You can make it reusable by taking a line length parameter, and you can use a regular expression to reduce the code somewhat:

public static string SpliceNoteText(string text, int lineLength) {
return Regex.Replace(text, "(.{" + lineLength + "})", "\$1" + Environment.NewLine);
}


Note that I used Environment.NewLine which gives the newline character combination for the current system, instead of the newline character escape sequence. That's what you would normally do, but it might not apply in your specific case, depending on how you are going to use the string.

Edit:

The regular expression is of course not as fast as the original code. A simple performance test for splicing a 100000 character string gives:

Original  0,23 ms.
Regexp    1,31 ms.
Insert   15,06 ms.


You can avoid creating a bunch of temporary strings (copying all your character data twice) by using StringBuilder to something nearer its full potential.
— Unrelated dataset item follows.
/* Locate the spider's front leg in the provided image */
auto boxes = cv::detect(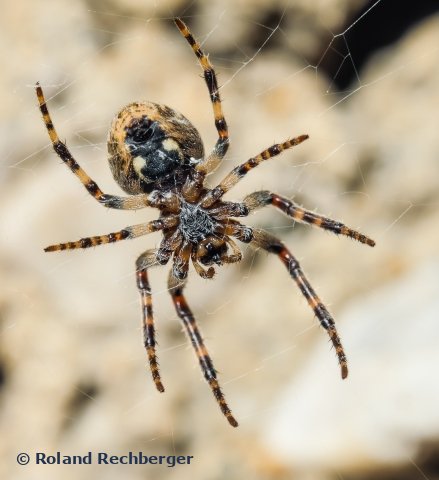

private static string SpliceNoteText(string text, int maxWidth)
{
if (string.IsNullOrEmpty(text)) return text;

int numWraps = (text.Length - 1) / maxWidth;
StringBuilder sb = new StringBuilder(text.Length + numWraps * Environment.NewLine.Length);

for (int i = 0, off = 0; i < numWraps; i++, off += maxWidth) {
sb.Append(text, off, maxWidth).Append(Environment.NewLine);
}
sb.Append(text, off, text.Length - off);

return sb.ToString();
}


Could also use linq

public static string SpliceNoteText(string text, int lineLength)
{
var segments = (int)Math.Ceiling( (double)text.Length / (double)lineLength);
return string.Join(Environment.NewLine,
Enumerable.Range(0,segments
).Select(i => x.Substring(i * maxLength, Math.Min( lineLength, text.Length - i * lineLength ))));
}


Updated

Faster with lookup

public static string SpliceNoteText(string text, int lineLength)
{
int k = 0;
return string.Join(Environment.NewLine, text.ToLookup(c => k++ / lineLength)
.Select(e => new String(e.ToArray())));
}


To splice the string in general, this would be faster and more efficient then using LINQ or other methods.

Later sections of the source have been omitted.